Photos should enhance the words and the story. But it seems that words are getting lost in a sea of pictures. Jeremy Waite, a copywriter, explains that there will always be room for words even in a digital age or a pictorial based age – just need to write with fewer words.
“Copywriters have got a more interesting job nowadays, with he growth of social media. The brands that have the most engagement usually use just one sentence updates. So you've got to get a really good copywriter. Anyone can write a summary paragraph about a new policy or product, very few people can write 140 characters about it.”
Pictures tap into our imaginations and pictures are the language of the mind. We see a picture and our mind translates that image into words or even concepts, we interpret them in ways we are familiar with or that we can understand. Visual imagery has an effect on all aspects of life including our perceptions, behaviour, health and beliefs.
Reading text takes up the bulk of our day whether its news, email or a social media feed. The onslaught of information available to us via the internet has produced a desire to find new ways of absorbing information quickly and efficiently.
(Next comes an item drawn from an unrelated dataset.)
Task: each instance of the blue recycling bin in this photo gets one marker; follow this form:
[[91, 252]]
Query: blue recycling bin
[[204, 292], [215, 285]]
That's where pictures come in.
“It's physiological more than anything else. We humans, are used to absorbing information graphically. Writing is just a way of finding recognisable graphical representations of information. Photography bypasses characters, crosses boundaries and languages. Great pictures don't need to be explained, that's the power of imagery” Justin Sutcliffe, a professional photographer
It's not to far off to state that photos taken with the right perspective and in the right time can spark a wealth of emotions inside you or it can cause you to re-think something. It does not necessarily matter if the photo is of an issue you are interested in or can relate to. Photos can be used to draw attention to a cause, open the doors to communicating about a difficult social topic or openly attempting to solve the problem. But no matter what you are using imagery for, it needs to be used responsibly and honestly.
This photo of the little girl with magazines and scissors was taken by (Shanea Gaiger) HarpyImages and is found on her deviant art site. It was part of a series she did titled Outside Influences Project, which plays on the stereotypes of how the media affects children, and frankly some of her images are brilliant, controversial and for better or worse are opening up communication on the often times touchy subjects that involve children and the media.
There may be fundamental differences between reading and looking at a picture. The fact that pictures are such a popular medium to 'speak' through does not mean it is more efficient at sharing complex ideas - just that we process images differently and more easily than we do words.
I asked in the beginning of the article how a picture can tell the story of a thousand words, when we all perceive the same events or pictures differently and that no two people will see the same story in a picture.
Stories are more than just one angle or view – this is why 500 people can write about the same topic and not all sound alike. In an age where time is priceless, words are less appreciated for their lack of efficiency and imagery abounds, perhaps the power of imagery is its ability to tell ALL the stories simultaneously by connecting with our heuristic thought patterns and thus connecting with a wider group of people.
Pictures are like music, it's one of the universal languages – it needs no explaining and is understood by all, regardless their written language.